NBA

Nets shut down Lopez for season

The 2011-12 season has been full of one devastating injury after another for the Nets.

None, however, have harmed the team as much as the first one, when Brook Lopez suffered a stress fracture in the fifth metatarsal in his right foot against the Knicks in the Nets’ second and final preseason game.

That injury, and the subsequent sprained ankle that Lopez suffered in Charlotte on March 4, have limited Lopez to five games this season, a number that won’t increase after Nets general manager Billy King announced prior to Friday night’s game at Prudential Center against the Wizards that Lopez will be shut down for the remainder of the season.

“Brook will not play for the rest of this year,” King said. “He is healing nicely but with 10 games to go and him being a free agent and looking for the future, we’ll sit him down for the rest of this year.

“By the end of the season he should be pretty healed. At the end of the season, we’ll do a CT scan.”

King said that he spoke to Lopez’s agent, Arn Tellem, while in Los Angeles, and the two decided that the best thing to do would be to shut down the 7-footer, who is set to be a restricted free agent this summer, for the rest of the season.

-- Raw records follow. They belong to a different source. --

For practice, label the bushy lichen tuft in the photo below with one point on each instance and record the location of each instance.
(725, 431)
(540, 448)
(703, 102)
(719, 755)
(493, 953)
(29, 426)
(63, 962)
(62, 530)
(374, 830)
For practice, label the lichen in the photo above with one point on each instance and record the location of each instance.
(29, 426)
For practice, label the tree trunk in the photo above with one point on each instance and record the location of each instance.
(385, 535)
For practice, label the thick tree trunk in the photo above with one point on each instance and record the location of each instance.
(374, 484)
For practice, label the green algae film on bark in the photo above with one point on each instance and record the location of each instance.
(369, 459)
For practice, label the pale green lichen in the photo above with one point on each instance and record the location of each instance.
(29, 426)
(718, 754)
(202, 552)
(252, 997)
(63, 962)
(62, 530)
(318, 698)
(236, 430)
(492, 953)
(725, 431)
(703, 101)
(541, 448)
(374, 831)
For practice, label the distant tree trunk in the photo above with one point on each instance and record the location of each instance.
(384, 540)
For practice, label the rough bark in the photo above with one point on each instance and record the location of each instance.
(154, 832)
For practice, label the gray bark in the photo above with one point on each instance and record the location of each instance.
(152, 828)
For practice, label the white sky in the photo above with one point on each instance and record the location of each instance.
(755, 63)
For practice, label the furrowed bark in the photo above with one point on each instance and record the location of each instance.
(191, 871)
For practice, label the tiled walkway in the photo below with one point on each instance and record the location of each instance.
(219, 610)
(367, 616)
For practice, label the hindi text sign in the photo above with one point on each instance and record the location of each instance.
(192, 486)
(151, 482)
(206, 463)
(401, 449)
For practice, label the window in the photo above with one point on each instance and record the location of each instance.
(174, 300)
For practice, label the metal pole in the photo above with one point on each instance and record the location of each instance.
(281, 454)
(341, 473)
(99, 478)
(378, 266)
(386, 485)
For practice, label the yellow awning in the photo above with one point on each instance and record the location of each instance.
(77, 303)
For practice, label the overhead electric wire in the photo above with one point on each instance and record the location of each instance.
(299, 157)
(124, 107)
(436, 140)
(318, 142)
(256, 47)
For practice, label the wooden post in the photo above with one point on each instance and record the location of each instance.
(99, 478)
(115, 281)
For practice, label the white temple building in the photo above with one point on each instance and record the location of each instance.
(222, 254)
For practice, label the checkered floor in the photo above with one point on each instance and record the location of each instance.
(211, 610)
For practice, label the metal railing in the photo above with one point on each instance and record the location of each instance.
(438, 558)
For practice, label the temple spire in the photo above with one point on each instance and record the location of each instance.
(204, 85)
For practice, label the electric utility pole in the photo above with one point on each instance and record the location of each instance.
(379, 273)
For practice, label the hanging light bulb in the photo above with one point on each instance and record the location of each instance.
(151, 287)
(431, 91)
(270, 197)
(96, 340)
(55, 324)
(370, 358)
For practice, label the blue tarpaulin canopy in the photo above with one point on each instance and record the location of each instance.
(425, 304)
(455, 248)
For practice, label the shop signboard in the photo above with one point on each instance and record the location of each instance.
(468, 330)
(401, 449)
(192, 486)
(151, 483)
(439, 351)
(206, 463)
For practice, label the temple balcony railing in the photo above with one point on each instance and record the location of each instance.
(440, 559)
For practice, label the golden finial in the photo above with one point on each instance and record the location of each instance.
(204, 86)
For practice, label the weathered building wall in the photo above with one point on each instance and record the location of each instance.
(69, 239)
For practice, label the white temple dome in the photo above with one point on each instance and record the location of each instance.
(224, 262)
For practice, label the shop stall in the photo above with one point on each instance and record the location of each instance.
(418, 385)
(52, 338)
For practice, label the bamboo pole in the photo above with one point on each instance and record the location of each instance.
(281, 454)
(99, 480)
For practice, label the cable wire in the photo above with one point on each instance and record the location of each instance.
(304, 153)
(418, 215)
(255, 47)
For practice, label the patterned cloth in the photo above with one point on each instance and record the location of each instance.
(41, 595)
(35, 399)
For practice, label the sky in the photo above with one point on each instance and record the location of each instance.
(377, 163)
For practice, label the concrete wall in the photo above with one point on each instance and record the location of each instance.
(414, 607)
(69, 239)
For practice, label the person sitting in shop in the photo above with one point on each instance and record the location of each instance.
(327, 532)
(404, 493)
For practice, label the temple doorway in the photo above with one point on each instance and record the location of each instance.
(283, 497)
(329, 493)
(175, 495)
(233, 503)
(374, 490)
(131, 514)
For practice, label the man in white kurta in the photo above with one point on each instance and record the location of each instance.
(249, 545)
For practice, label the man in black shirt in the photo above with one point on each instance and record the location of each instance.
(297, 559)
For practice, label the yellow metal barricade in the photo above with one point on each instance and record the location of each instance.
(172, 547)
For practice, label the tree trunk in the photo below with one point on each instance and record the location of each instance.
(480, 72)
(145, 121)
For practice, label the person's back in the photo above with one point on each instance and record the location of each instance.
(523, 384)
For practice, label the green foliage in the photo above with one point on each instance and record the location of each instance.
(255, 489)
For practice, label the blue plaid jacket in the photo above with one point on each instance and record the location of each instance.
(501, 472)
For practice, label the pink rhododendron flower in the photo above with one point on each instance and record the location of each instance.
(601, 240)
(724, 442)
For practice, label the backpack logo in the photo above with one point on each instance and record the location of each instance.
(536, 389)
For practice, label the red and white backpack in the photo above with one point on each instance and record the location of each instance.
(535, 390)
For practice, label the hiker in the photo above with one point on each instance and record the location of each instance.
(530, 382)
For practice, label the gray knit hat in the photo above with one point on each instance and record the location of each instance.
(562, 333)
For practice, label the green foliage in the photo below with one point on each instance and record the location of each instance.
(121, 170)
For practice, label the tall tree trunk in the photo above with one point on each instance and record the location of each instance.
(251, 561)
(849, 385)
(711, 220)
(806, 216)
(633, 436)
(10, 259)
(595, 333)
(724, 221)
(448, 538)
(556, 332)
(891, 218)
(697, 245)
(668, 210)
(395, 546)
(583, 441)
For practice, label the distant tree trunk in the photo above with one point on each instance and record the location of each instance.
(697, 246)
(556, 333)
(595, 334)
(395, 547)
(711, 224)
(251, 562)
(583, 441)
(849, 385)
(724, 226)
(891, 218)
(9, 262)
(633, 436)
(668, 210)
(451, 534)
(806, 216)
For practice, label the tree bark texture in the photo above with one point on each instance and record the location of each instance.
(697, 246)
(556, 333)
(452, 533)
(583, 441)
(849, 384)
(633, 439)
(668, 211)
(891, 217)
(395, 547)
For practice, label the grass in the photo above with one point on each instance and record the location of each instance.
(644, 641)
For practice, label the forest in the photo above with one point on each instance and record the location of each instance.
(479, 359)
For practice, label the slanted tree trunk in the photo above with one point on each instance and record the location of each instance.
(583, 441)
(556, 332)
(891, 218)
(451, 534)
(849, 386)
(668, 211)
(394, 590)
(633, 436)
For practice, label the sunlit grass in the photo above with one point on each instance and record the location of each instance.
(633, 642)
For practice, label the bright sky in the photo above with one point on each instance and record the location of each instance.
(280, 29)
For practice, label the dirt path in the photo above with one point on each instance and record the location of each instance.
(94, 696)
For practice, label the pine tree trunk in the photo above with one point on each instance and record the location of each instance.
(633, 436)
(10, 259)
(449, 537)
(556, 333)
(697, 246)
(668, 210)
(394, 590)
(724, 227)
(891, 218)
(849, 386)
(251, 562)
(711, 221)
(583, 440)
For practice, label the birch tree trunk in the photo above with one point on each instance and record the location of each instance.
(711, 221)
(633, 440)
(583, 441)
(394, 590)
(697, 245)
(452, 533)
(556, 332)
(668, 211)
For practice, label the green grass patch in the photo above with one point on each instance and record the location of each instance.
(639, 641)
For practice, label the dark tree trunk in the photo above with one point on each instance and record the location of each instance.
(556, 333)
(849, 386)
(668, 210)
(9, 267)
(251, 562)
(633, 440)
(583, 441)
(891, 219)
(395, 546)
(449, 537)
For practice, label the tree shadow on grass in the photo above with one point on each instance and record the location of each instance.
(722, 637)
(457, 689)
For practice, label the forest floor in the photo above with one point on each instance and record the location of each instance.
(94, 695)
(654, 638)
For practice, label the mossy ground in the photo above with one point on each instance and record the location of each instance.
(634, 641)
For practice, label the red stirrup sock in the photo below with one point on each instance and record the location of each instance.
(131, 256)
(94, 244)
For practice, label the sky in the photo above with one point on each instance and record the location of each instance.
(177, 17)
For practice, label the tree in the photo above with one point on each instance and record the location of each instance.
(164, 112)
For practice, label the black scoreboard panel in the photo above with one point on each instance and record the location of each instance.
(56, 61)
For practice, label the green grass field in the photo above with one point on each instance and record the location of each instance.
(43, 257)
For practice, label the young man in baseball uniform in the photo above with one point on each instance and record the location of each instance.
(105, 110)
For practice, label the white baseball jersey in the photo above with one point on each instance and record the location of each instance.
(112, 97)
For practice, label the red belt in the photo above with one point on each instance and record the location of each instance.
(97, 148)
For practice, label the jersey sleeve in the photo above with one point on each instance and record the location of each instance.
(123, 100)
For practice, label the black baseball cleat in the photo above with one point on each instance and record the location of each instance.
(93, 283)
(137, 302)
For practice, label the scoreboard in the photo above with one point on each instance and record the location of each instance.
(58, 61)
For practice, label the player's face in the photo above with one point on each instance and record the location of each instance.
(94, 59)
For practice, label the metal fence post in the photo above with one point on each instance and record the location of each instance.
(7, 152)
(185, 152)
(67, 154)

“It was a collective effort,” King said. “But everybody thought it was best for the young center not to risk anything for the rest of the year.”

Lopez is now the sixth Net to be ruled out for the season, joining Damion James, Jordan Farmar, since-released Keith Bogans and since-traded Shawne Williams and Mehmet Okur.

The Nets entered the season hoping to pair Lopez with Deron Williams to form one of the league’s best inside-out combinations. But, instead, the two have only managed to play 17 games together since Williams was acquired in a blockbuster trade with the Jazz last season.